Even if you consider the fact that NCLB has made them accountable in some fashion for educating the few less desirables (generally students with disabilities, but sometimes racial minorities or a fringe of low-income students), these districts aim at educating a well-off population. Chances are that their buildings are newer, the property values (still the basis for funding in most areas) are higher, as are the educational levels of parents. Out of school opportunities are more plentiful and higher quality (and so are pre-school opportunities). Their per-pupil Title I allotment for students who are low income is curiously higher.
This is how we have chosen to structure education. The rich get more, and they don't have to rub elbows with the poor. Given this reality, not only is there no such thing as benign expectations, but we (that's all of us who are complicit in this set-up through omission or commission) have institutionalized the opposite.
No Child Left Behind cannot change this structural inequity. It can, however, shine a bright spotlight on it. The real test of effectiveness will be what we do with what we see. If we respond, as we did to Brown, by focusing on the inequities within districts, we might move some kids, or some resources around. If, on the other hand, we respond--as we generally did not do in Brown--by looking at the interdistrict inequities--and why they are there, we might have some hope of change.
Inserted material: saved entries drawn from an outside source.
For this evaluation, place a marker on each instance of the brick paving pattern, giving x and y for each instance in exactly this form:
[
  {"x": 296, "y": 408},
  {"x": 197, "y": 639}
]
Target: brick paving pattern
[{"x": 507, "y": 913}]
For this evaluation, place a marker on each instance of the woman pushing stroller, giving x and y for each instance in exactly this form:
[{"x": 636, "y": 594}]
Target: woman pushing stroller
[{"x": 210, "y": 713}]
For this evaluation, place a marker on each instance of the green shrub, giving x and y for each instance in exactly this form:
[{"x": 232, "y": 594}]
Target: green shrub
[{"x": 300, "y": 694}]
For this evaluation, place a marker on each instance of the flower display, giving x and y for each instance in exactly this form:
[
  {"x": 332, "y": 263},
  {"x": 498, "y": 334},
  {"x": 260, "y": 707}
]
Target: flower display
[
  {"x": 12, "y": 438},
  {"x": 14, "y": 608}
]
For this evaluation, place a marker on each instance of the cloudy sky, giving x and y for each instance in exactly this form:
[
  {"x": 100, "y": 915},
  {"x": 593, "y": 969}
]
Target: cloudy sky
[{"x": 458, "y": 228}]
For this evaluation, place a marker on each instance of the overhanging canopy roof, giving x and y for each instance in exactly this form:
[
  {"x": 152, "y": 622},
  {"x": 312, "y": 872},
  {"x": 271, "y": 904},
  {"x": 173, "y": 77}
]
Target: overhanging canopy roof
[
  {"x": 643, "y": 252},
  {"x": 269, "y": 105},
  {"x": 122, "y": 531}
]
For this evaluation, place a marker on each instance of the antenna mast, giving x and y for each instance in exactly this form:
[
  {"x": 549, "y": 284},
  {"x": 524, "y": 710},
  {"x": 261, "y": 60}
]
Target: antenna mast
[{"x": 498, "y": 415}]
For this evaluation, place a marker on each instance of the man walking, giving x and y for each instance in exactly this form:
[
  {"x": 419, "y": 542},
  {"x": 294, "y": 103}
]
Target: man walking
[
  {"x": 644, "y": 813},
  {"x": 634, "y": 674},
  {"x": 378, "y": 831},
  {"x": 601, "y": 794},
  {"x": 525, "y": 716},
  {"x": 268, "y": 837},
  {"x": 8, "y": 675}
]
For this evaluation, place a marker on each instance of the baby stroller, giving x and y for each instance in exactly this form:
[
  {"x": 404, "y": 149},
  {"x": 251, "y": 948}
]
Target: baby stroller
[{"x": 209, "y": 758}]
Posted by: Margo/Mom | March 31, 2008 9:28 AM
Schoolboy, it was probably more of my mistake. I get agitated on this issue.
Margo/mom, we typically disagree on the solutions at least in relation to NCLB. But you are exactly right. The problem is structural inequalities. The most NCLB can do is shine a spotlight. And the best aspect of the law is highlighting the achievement gap. Had NCLB testing been for diagnostic purposes, it would have also shined the light o the inequities. And perhaps we would have been less obsessed with manipulating data. On the other hand, I understand why people were reluctant to just trust the schools to address this longstanding horror, I mean structural inequality.
Posted by: john thompson | March 31, 2008 12:18 PM
Interesting discussion. I'm not sure that most of us are in serious disagreement.
To be clear: I don't want to let schools off the hook, but I don't want to let the rest of society off the hook either.
My argument isn't "soft bigotry" -- it's hard reality. These kids don't have an equal start in life. I'm willing to hold schools accountable for half of the achievement gap, but it's a pipedream to believe that schools, no matter how well structured, flexible, or funded, can fix 100% of this problem.
In that sense, no one needed NCLB to "shine a light" on the achievement gap. Anyone paying attention understood it existed. Equally to the point, NCLB and its framers quite cynically ignored decades of research evidence to place the onus for the achievement gap entirely on educators, conveniently ignoring the role parents, communities and national policies encouraging child poverty in this catastrophe.
For every problem, no matter how complicated, there is a solution that is simple, direct ... and wrong, said H.L. Mencken, the sage of Baltimore. NCLB is such a solution.